Le Portrait de mariage - Maggie O'Farrell
Formidable. Formidable portrait d'une héroïne inoubliable, et formidable démonstration de ce que peut la littérature. Oubliées les petites notes discordantes qui m'avaient empêchée d'être totalement convaincue par Hamnet, là j'ai adhéré à 100%. Les forces de Maggie O'Farrell sont bien là : une écriture de toute beauté, des descriptions qui font vibrer tous les sens, une chair vivante, frémissante et un corps à corps vibrant avec la nature. Si la structure du roman n'est pas très éloignée de celle d'Hamnet - une alternance de chapitres entre le jour fatidique et ce qui a précédé - elle est ici parfaitement menée, jusqu'à l'enthousiasmante surprise finale.
Ces quelques mois dans la courte vie de Lucrèce de Médicis sont l'occasion de dessiner le destin sans alternative d'une jeune fille du 16ème siècle, jouet des décisions de ses parents dont le rôle est de maintenir la puissance et le faste de la famille. Lucrèce est l'enfant du milieu, la cinquième parmi huit, un peu sauvage, curieuse du monde qui l'entoure. Sa soif de liberté se heurte aux murs du palais de son père, Côme de Médicis qui lui ouvre néanmoins des portes en autorisant ses filles à suivre la même instruction que ses fils. Lucrèce a soif d'apprendre, mais son talent le plus éclatant s'affirme dans le dessin et la peinture. C'est ainsi que l'imagine, que l'invente Maggie O'Farrell, tous sens tournés vers les paysages qu'elle traverse, les animaux, les végétaux dont elle fait le sujet de petites miniatures peintes sur bois. C'est ainsi que son esprit s'évade. Lorsqu'elle se voit contrainte d'épouser le duc Alfonso à la place de sa sœur aînée morte subitement et de partir loin de Florence, elle a à peine quinze ans et découvre au fil des jours ce que l'on attend d'elle. Les quelques bribes de liberté entrevues vont vite disparaître et les grilles d'une nouvelle cage se refermer sur elle.

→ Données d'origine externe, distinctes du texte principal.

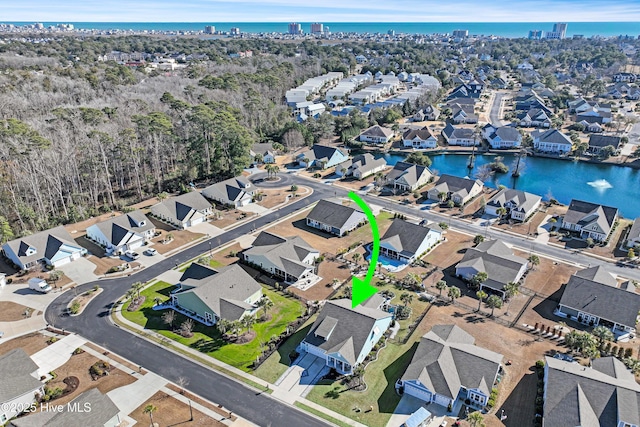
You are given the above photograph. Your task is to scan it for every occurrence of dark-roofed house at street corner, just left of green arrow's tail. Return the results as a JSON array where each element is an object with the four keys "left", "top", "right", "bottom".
[{"left": 306, "top": 199, "right": 367, "bottom": 237}]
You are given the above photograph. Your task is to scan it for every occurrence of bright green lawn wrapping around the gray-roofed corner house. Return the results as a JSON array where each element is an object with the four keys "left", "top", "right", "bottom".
[{"left": 122, "top": 282, "right": 304, "bottom": 372}]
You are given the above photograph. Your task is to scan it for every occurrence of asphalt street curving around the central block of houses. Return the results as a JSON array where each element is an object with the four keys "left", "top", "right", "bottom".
[{"left": 45, "top": 174, "right": 640, "bottom": 427}]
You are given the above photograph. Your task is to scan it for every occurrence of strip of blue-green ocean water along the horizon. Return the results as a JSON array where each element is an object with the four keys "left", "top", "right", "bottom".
[{"left": 3, "top": 22, "right": 640, "bottom": 37}]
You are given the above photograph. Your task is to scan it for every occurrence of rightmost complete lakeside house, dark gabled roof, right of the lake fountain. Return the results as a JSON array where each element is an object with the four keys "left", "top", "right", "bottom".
[{"left": 562, "top": 199, "right": 618, "bottom": 242}]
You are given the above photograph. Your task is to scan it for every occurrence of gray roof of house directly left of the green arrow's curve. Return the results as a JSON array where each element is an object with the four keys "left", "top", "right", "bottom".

Maggie O'Farrell excelle à nous mettre dans l'esprit et le corps de Lucrèce et à construire des scènes de toute beauté. Le parallèle avec la tigresse capturée pour la ménagerie de Côme irrigue tout le récit. La magie s'exprime tout entière dans les échanges de regards entre Lucrèce et Jacopo, l'apprenti du maître chargé du Portrait de mariage. L'autrice joue de sa plume comme de pinceaux, saisissant les ombres, choisissant l'endroit précis où se posera la lumière. Elle parvient à rendre palpables l'enfermement ressenti par Lucrèce et la liberté que lui assure son esprit bien trop vaste par rapport à ce que l'on attend d'une femme à cette époque. Inscrivant ainsi ce destin dans une quête féminine universelle. Son final ramène à l'essence pure de l'écriture, à la joie de l'écrivain démiurge à l'idée de remettre l'histoire dans le bon sens.
Une réussite magistrale et un très gros plaisir de lecture.
"Le Portrait de mariage" - Maggie O'Farrell - Belfond - 412 pages (traduit de l'anglais (Irlande) par Sarah Tardy) - La version poche sera disponible chez 10/18 dès le 18 août.